Desde mi punto de vista, esto no tiene que ser así. Hoy en día los programas de transferencias de ingreso buscan cumplir dos objetivos que pueden tener resultados contrapuestos, por lo que será necesario adecuar los instrumentos para cumplirlos con eficiencia. El primer paso se intenta dar con la propuesta realizada por Marina Arismendi. Intentaré explicar un poco más esta idea.

Las transferencias de ingresos tienen un primer objetivo, que es compensar desigualdades originadas, en su mayor parte, por las circunstancias de las personas. En general, los adultos beneficiarios de estas políticas son personas que ni siquiera completaron nueve años de estudios -ya sea porque nacieron en hogares pobres y tuvieron que salir a trabajar muy jóvenes o porque en su hogar no se valoraba la educación-, y por lo tanto sus posibilidades de insertarse de forma exitosa en el mercado de trabajo son bajas. Otro grupo de personas se desempeñó toda su vida en tareas que socialmente hoy no son reconocidas en términos de remuneraciones, debido a la profunda transformación que sufrió la estructura productiva de nuestro país en los años 90. Por lo tanto, hay un componente de justicia implícito cuando se otorgan estas transferencias, y es correcto que el Estado se haga cargo de ellas, ya que en su mayor parte tales desigualdades no sólo escapan a la responsabilidad de los adultos, sino también y fundamentalmente a la de los jóvenes y niños a quienes les tocó nacer en esos hogares.
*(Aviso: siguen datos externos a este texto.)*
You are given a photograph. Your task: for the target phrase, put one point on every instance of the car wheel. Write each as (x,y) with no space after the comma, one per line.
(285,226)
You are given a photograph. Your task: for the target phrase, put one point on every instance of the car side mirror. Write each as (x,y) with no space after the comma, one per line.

Si el criterio de justicia motiva la implementación y el diseño de esta política, y dicho criterio trasciende el objetivo de que los jóvenes asistan a centros educativos, quitar la transferencia porque en el hogar no se cumple la exigencia estipulada implicaría caer en una muy grave contradicción: cercenar las posibilidades de compensar desigualdades generadas por la suerte o las circunstancias.
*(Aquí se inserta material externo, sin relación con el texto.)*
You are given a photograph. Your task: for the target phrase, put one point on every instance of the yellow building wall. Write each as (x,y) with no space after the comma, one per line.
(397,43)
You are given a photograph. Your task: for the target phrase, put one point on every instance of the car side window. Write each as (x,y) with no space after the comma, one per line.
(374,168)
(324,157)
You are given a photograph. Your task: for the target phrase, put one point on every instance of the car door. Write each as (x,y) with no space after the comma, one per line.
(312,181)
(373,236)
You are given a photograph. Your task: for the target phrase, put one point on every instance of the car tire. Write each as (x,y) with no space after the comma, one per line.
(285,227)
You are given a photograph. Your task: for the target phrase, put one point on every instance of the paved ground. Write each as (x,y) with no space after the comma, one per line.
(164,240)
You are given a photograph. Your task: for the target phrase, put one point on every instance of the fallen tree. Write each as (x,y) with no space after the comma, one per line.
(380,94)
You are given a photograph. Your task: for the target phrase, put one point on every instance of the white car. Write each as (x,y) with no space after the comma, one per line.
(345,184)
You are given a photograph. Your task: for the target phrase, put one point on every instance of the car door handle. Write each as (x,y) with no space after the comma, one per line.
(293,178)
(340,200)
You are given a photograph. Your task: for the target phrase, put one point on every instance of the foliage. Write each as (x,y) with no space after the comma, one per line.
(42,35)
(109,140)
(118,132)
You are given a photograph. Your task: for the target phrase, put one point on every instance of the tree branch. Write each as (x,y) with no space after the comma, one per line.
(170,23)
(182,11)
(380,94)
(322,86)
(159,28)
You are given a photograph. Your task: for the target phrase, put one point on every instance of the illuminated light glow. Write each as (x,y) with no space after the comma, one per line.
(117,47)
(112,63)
El segundo objetivo de este tipo de programas es, sí, estimular un conjunto de comportamientos deseados socialmente, entre ellos la asistencia de los jóvenes a centros educativos. A mi entender, eso también debe promoverse, desarrollando instrumentos adecuados que tengan exclusivamente tal misión. Sería un paso muy importante que el Ministerio de Desarrollo Social potenciara instrumentos con características similares al programa Compromiso Educativo, que ha demostrado un enorme éxito. Es necesario generar una gran cantidad de becas para estudiantes mayores de 15 años provenientes de hogares pobres, que sean los propios jóvenes quienes cobren dicha beca y que se los acompañe durante todo el proceso, de forma de incrementar las probabilidades de éxito en sus estudios. Allí sí estableciendo contrapartidas en términos de rendimiento y sin fuertes restricciones etarias, por ejemplo, dando la posibilidad de participar en el programa a jóvenes menores de 25 años, de modo que el programa se mantuviese incluso si el estudiante desease realizar una carrera técnica o universitaria.